As of HTCondor version 9.0.6, all OSG infrastructure properly supports NVIDIA A100 GPUs that were split in multiple MIG partitions. This includes host-level HTCondor managing the GPU scheduling, glideinWMS-based pilot overlays and GRACC accounting.

It should be further noted that HTCondor will not actively split any A100 GPU, just use the existing MIG partitions. Any splitting has to be performed by a privileged user before HTCondor is started.

If dynamic partitioning of A100 GPUs is desired, that should become a feature request to the HTCondor team, as I am unaware of any current plans for such support.

Detailed description

In order for IceCube jobs to use a GPU, HTCondor must detect it and advertise it in the job environment through the CUDA_VISIBLE_DEVICES variable. While using MIG partitions does not require any change from the applications, listing all the MIG partitions requires a different API compared to just listing the GPUs. Before HTCondor version 9.0.6, that was not working correctly.

Starting with HTCondor 9.0.6, which was released on the HTCondor UW main page on Sept 27th and in OSG upcoming-testing repository on Sept 28th. For my tests I used the OSG release at host level, while glideinWMS pilots were using the UW-provided version.

The A100 GPUs were sourced from the Google Cloud Platform, using the SDSC-run OSG CE we had setup for IceCube Cloud runs. A specially configured glideinWMS factory and frontend were used to force the use of 9.0.6 HTCondor in pilots.
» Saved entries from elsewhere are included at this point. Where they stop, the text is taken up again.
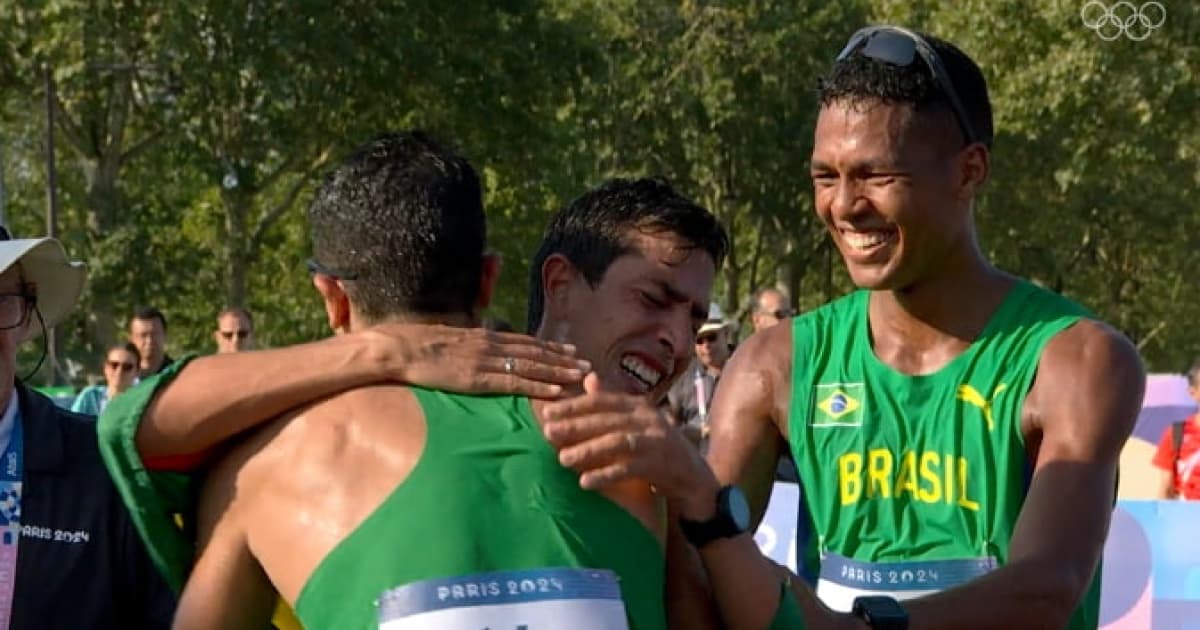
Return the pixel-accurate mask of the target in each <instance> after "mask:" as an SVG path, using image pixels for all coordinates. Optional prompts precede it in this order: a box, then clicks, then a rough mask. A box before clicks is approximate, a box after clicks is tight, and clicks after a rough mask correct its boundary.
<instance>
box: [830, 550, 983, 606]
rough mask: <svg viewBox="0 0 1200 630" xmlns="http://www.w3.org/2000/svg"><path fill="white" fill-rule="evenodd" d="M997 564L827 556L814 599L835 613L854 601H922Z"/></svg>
mask: <svg viewBox="0 0 1200 630" xmlns="http://www.w3.org/2000/svg"><path fill="white" fill-rule="evenodd" d="M997 565H998V563H997V562H996V559H995V558H990V557H989V558H964V559H956V560H910V562H881V563H872V562H862V560H856V559H853V558H846V557H844V556H838V554H835V553H828V554H826V556H824V557H823V558H822V559H821V576H820V578H818V580H817V596H818V598H821V601H823V602H824V605H826V606H829V607H830V608H833V610H835V611H839V612H850V610H851V608H852V607H853V604H854V599H856V598H860V596H864V595H887V596H890V598H895V599H898V600H901V601H904V600H906V599H914V598H922V596H925V595H931V594H934V593H937V592H940V590H946V589H947V588H952V587H956V586H959V584H961V583H964V582H970V581H971V580H974V578H977V577H980V576H984V575H986V574H989V572H990V571H992V570H994V569H996V566H997Z"/></svg>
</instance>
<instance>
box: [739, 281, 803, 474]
mask: <svg viewBox="0 0 1200 630" xmlns="http://www.w3.org/2000/svg"><path fill="white" fill-rule="evenodd" d="M793 314H796V312H794V311H792V307H791V306H788V305H787V295H784V293H782V292H781V290H779V289H774V288H770V287H764V288H762V289H758V293H755V294H754V311H752V312H751V316H750V323H751V324H752V325H754V331H755V332H758V331H760V330H763V329H768V328H770V326H773V325H775V324H778V323H780V322H782V320H785V319H787V318H788V317H792V316H793ZM775 479H776V480H779V481H793V482H796V481H799V474H798V473H797V470H796V463H794V462H793V461H792V451H791V450H788V449H784V452H782V454H781V455H780V456H779V463H778V464H776V466H775Z"/></svg>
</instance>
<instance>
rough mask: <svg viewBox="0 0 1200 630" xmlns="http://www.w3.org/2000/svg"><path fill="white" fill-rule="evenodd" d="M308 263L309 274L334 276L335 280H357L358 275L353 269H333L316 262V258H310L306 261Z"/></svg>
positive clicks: (357, 277) (358, 275)
mask: <svg viewBox="0 0 1200 630" xmlns="http://www.w3.org/2000/svg"><path fill="white" fill-rule="evenodd" d="M305 264H306V265H308V272H310V274H320V275H323V276H329V277H334V278H337V280H358V278H359V275H358V274H356V272H354V271H343V270H341V269H334V268H329V266H325V265H323V264H320V263H318V262H317V259H316V258H310V259H308V260H307V262H306V263H305Z"/></svg>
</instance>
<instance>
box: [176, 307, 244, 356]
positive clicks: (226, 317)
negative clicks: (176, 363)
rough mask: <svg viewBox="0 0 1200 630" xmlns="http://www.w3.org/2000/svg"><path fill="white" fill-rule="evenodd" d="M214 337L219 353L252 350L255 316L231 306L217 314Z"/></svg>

I tested with 1, 2 and A100 16 GPUs per (virtual) node. I partitioned the A100 GPUs in either 3 or 7 MIG partitions, started the host HTCondor and let IceCube jobs run to completion. Everything worked fine from 3 to 112 MIG partitions per node.

The accounting information has been correctly propagated to GRACC, with each MIG partition accounted as a separate GPU. To the best of my knowledge, HTCondor does not have any support for changing the partitioning in the A100 GPU. All the partitioning was manually done by me, as the sysadmin, before starting HTCondor at host level.

Note that several tests were ran with a pre-release version of 9.0.6, but one final test was ran with the officially release packages, too.

Appending – Test setup details

I used the same Cloud CE setup we put in place earlier in the year, and which is described in https://arxiv.org/abs/2107.03963.

The worker nodes were the A2 GCP instances. https://cloud.google.com/blog/products/compute/a2-vms-with-nvidia-a100-gpus-are-ga

Each instances comes to live with A100 GPUs with MIG disabled. One thus has to first enable MIG, which requires a reboot, before proceeding with MIG partitioning, as explained by the NVIDIA documentation: https://docs.nvidia.com/datacenter/tesla/mig-user-guide/#enable-mig-mode

Here are the explicit steps:

# enable MIG
for ((i=0; $i<$N; i=$i+1)); do nvidia-smi -i $i -mig 1; done
# at least on GCP, a reboot is also required
reboot

# MIG partitioning into 7 slices
for ((i=0; $i<$N; i=$i+1)); do \
    nvidia-smi mig \
        -cgi 1g.5gb,1g.5gb,1g.5gb,1g.5gb,1g.5gb,1g.5gb,1g.5gb -C -i $i ; \
done

Acknowledgements

This work was partially funded by NSF grants OAC-1941481, OAC-2030508, OAC-1826967 and OAC-1541349.